Dissipation & Non-Conservative Forces

The dissipation module provides tools for modeling energy dissipation and non-conservative forces in mechanical systems.

Overview

Real mechanical systems experience energy loss through friction, drag, and other dissipative mechanisms. The dissipation module implements:

Rayleigh Dissipation Function: Quadratic velocity-dependent energy loss
Friction Models: Viscous, Coulomb, and Stribeck friction
Generalized Forces: Arbitrary non-conservative forces
Modified Euler-Lagrange Equations: With dissipation terms

Theory

The standard Euler-Lagrange equation:

\[\frac{d}{dt}\frac{\partial L}{\partial \dot{q}_i} - \frac{\partial L}{\partial q_i} = 0\]

becomes, with dissipation:

\[\frac{d}{dt}\frac{\partial L}{\partial \dot{q}_i} - \frac{\partial L}{\partial q_i} + \frac{\partial \mathcal{F}}{\partial \dot{q}_i} = Q_i\]

where \(\mathcal{F}\) is the Rayleigh dissipation function and \(Q_i\) are generalized forces.

Rayleigh Dissipation Function

The Rayleigh dissipation function represents energy loss quadratic in velocities:

\[\mathcal{F} = \frac{1}{2} \sum_{i,j} b_{ij} \dot{q}_i \dot{q}_j\]

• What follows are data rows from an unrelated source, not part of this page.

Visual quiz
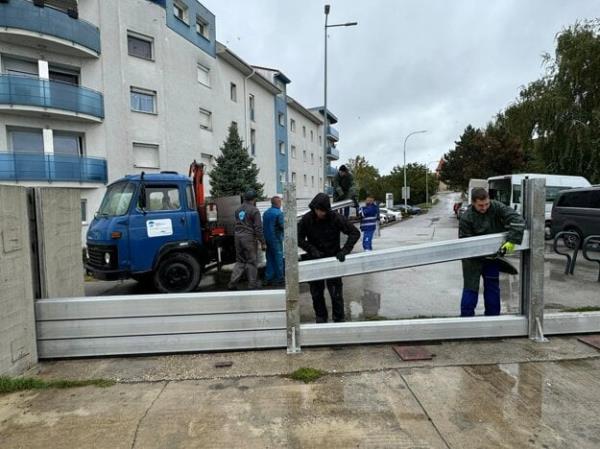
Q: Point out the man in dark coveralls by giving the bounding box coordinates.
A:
[298,193,360,323]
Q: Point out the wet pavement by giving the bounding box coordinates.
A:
[86,193,600,322]
[0,337,600,449]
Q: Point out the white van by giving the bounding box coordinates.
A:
[488,173,591,238]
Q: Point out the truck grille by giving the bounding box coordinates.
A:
[88,245,119,270]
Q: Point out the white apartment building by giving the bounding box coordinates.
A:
[0,0,342,242]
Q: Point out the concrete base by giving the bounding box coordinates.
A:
[0,337,600,449]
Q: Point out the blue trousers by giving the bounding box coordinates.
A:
[362,228,375,251]
[460,261,500,316]
[265,240,285,282]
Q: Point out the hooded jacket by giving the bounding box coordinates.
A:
[298,193,360,259]
[333,171,356,201]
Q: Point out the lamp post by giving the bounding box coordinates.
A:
[425,161,439,204]
[404,129,427,211]
[323,5,358,188]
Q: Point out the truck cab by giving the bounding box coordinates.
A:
[86,172,210,293]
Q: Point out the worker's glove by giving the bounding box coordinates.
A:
[500,242,517,255]
[308,248,323,259]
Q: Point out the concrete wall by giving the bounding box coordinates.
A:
[36,187,84,298]
[0,185,37,375]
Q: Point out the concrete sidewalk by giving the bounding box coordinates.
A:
[0,337,600,449]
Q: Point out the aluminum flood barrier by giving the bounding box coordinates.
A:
[35,290,286,359]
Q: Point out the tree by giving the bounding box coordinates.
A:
[440,119,525,191]
[347,156,380,200]
[504,19,600,183]
[209,124,264,198]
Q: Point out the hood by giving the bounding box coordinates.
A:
[308,193,331,212]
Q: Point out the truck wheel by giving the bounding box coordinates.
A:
[154,253,202,293]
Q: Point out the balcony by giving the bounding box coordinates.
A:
[326,147,340,161]
[0,0,100,58]
[0,152,108,184]
[0,75,104,122]
[327,126,340,142]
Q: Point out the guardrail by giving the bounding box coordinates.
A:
[284,179,552,353]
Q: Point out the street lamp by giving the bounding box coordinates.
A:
[425,161,439,204]
[404,129,427,211]
[323,5,358,187]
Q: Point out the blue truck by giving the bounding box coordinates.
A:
[85,161,240,293]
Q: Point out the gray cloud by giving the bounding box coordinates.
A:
[202,0,598,173]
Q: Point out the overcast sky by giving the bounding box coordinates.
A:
[200,0,600,174]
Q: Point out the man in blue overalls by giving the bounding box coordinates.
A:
[263,196,285,286]
[359,195,379,251]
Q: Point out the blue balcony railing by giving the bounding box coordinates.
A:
[0,75,104,119]
[0,0,100,54]
[0,152,108,184]
[327,147,340,161]
[327,126,340,141]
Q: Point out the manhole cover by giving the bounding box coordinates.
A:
[394,346,433,362]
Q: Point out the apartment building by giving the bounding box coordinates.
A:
[0,0,342,242]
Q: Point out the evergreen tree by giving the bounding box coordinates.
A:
[209,124,264,198]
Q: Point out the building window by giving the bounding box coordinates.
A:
[173,0,188,25]
[130,87,156,114]
[8,128,44,153]
[133,142,160,169]
[81,199,87,224]
[198,64,210,87]
[248,94,255,121]
[127,32,154,60]
[52,131,83,157]
[199,108,212,131]
[229,83,237,102]
[196,16,208,39]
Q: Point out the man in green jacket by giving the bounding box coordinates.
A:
[458,187,525,316]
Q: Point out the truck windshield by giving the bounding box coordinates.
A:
[98,182,135,217]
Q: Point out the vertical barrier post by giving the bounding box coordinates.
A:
[283,182,301,354]
[521,178,547,342]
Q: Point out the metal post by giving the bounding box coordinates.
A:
[323,5,330,191]
[283,182,301,354]
[521,178,547,342]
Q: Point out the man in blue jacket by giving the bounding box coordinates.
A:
[358,195,379,251]
[263,196,285,286]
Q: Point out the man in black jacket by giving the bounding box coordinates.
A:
[298,193,360,323]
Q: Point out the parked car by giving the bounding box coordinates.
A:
[551,187,600,248]
[392,204,423,215]
[379,207,402,221]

The power dissipated is \(P = 2\mathcal{F}\).

Usage Examples

Basic Rayleigh Dissipation

from mechanics_dsl.domains.classical import (
    RayleighDissipation,
    DissipativeLagrangianMechanics
)
import sympy as sp

# Create dissipation function
dissipation = RayleighDissipation()

# Add damping coefficient
b = sp.Symbol('b', positive=True)
x_dot = dissipation.get_symbol('x_dot')

# F = (1/2) * b * x_dot^2
dissipation.set_dissipation_function(sp.Rational(1, 2) * b * x_dot**2)

# Get dissipative force
force = dissipation.get_dissipative_force('x')
# Returns: -b * x_dot

Friction Models

from mechanics_dsl.domains.classical import FrictionModel, FrictionType

# Viscous friction: F = -b*v
viscous = FrictionModel(FrictionType.VISCOUS, coefficient=0.5)

# Coulomb friction: F = -μ*N*sign(v)
coulomb = FrictionModel(FrictionType.COULOMB, coefficient=0.3, normal_force=10.0)

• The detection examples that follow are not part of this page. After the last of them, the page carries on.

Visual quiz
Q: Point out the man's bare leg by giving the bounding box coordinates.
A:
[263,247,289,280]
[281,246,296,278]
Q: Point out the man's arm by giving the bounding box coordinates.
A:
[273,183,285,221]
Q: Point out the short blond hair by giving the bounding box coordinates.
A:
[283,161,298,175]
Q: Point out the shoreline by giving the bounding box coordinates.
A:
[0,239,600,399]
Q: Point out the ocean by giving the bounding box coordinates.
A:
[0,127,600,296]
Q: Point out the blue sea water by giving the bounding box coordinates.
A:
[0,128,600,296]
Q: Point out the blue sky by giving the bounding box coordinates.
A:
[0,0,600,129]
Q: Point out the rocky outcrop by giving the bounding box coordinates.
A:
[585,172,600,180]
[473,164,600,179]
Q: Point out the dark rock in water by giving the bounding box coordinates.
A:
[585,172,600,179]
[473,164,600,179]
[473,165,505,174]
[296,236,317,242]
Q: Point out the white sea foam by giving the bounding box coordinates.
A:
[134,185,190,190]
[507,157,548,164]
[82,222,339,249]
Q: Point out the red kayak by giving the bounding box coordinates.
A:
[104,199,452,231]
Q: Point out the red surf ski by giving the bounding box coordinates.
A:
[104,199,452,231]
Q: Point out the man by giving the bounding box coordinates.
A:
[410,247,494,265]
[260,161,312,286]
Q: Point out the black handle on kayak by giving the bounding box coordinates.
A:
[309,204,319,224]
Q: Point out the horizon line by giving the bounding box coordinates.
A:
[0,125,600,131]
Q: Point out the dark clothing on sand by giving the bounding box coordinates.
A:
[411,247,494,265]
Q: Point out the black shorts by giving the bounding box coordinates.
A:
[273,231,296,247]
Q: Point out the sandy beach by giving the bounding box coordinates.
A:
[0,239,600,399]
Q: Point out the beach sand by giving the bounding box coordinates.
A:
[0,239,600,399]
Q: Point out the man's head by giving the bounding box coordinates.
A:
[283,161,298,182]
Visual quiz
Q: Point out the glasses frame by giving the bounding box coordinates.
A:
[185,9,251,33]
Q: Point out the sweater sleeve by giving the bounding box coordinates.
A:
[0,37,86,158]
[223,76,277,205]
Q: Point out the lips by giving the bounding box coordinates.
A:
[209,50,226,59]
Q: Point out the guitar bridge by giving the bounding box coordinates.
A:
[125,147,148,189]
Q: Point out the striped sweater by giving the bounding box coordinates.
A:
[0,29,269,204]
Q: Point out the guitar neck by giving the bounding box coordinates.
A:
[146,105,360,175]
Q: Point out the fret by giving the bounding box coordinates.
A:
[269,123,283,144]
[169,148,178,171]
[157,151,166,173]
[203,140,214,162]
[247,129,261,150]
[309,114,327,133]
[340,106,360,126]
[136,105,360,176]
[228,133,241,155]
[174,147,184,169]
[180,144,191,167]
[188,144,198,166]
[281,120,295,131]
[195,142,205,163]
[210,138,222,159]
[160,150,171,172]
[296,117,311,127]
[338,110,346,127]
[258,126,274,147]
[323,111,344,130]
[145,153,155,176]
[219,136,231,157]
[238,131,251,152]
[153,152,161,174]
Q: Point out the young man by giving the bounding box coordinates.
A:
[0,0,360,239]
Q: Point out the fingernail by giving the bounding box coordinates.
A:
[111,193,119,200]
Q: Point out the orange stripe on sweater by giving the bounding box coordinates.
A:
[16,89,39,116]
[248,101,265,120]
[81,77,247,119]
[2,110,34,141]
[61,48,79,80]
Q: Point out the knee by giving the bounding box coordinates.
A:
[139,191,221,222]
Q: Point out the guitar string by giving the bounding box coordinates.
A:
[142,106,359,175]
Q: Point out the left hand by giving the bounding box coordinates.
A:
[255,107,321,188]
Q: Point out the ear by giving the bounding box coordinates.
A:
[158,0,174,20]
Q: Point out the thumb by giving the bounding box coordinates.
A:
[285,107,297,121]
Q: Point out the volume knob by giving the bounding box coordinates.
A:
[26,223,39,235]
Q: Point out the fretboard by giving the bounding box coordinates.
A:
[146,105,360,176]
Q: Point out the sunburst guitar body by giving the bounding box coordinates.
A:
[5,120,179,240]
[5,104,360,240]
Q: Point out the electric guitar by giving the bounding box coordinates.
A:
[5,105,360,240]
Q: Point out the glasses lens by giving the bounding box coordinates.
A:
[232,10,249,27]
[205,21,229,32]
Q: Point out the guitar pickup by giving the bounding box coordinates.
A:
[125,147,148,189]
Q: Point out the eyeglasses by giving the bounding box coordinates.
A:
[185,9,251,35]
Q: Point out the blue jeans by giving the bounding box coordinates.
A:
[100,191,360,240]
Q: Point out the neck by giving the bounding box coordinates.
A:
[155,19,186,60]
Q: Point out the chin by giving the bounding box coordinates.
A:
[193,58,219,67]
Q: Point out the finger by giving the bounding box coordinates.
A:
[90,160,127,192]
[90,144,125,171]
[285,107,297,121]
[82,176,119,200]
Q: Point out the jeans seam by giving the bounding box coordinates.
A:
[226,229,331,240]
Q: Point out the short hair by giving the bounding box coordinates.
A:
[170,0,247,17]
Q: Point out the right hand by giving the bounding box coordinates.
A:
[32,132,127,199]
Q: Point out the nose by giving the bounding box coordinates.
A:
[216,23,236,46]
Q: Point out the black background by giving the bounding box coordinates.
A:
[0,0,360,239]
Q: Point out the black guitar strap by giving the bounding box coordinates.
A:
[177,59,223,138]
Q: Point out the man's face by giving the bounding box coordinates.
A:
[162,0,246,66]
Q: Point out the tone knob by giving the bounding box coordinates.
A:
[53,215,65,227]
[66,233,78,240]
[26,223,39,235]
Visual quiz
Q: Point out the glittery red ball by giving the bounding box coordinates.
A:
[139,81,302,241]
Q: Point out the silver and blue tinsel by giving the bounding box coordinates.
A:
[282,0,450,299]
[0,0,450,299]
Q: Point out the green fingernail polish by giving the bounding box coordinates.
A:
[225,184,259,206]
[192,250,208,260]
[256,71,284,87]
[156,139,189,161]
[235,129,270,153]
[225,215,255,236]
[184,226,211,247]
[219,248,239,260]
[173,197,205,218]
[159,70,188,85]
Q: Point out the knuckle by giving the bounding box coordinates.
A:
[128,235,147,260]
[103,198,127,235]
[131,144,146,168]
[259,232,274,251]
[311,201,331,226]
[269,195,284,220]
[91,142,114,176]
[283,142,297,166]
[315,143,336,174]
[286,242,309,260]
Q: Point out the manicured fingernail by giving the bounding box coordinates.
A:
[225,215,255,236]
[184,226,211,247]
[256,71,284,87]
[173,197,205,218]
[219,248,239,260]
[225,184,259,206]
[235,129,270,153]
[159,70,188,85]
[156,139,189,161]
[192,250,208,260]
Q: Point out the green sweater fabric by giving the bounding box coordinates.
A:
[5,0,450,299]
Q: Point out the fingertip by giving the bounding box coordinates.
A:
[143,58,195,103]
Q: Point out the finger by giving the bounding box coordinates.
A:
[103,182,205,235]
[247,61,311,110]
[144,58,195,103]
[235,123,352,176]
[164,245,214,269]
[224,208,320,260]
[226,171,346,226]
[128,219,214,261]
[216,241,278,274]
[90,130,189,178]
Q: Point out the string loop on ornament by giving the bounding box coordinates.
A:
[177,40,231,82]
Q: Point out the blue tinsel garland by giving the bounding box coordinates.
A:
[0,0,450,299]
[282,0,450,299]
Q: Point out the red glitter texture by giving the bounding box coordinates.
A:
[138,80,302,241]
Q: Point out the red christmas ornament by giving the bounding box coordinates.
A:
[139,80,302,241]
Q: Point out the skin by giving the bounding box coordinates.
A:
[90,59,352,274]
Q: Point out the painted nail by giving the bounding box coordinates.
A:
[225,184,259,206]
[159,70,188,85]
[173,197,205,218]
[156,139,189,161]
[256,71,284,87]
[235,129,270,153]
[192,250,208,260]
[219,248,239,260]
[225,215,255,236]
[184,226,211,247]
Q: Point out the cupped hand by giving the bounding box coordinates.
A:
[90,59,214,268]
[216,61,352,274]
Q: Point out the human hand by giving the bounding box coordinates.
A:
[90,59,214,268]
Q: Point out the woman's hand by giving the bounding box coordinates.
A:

# Stribeck friction (stick-slip)
stribeck = FrictionModel(
    FrictionType.STRIBECK,
    static_coefficient=0.4,
    kinetic_coefficient=0.3,
    stribeck_velocity=0.01
)

# Evaluate friction force
force = viscous.evaluate(velocity=2.0)

Damped Harmonic Oscillator

from mechanics_dsl.domains.classical import DissipativeLagrangianMechanics
import sympy as sp

# Create dissipative system
system = DissipativeLagrangianMechanics()

# Define symbols
m = sp.Symbol('m', positive=True)
k = sp.Symbol('k', positive=True)
b = sp.Symbol('b', positive=True)
x = system.get_symbol('x')
x_dot = system.get_symbol('x_dot')

# Lagrangian: L = T - V
L = sp.Rational(1, 2) * m * x_dot**2 - sp.Rational(1, 2) * k * x**2
system.set_lagrangian(L)

# Rayleigh dissipation function
F = sp.Rational(1, 2) * b * x_dot**2
system.set_dissipation(F)

# Derive equations with damping
eom = system.derive_equations_of_motion(['x'])
# Result: m*x_ddot + b*x_dot + k*x = 0

API Reference

Classes

class RayleighDissipation

Rayleigh dissipation function for quadratic velocity-dependent energy loss.

set_dissipation_function(F): Set the dissipation function \(\mathcal{F}\).

get_dissipative_force(coordinate): Get the dissipative force \(-\partial\mathcal{F}/\partial\dot{q}\).

class FrictionModel(friction_type, coefficient, ...)

Models various friction types.

evaluate(velocity): Evaluate friction force at given velocity.

class DissipativeLagrangianMechanics

Lagrangian mechanics with dissipation.

set_dissipation(F): Set the Rayleigh dissipation function.

derive_equations_of_motion(coordinates): Derive modified Euler-Lagrange equations with dissipation.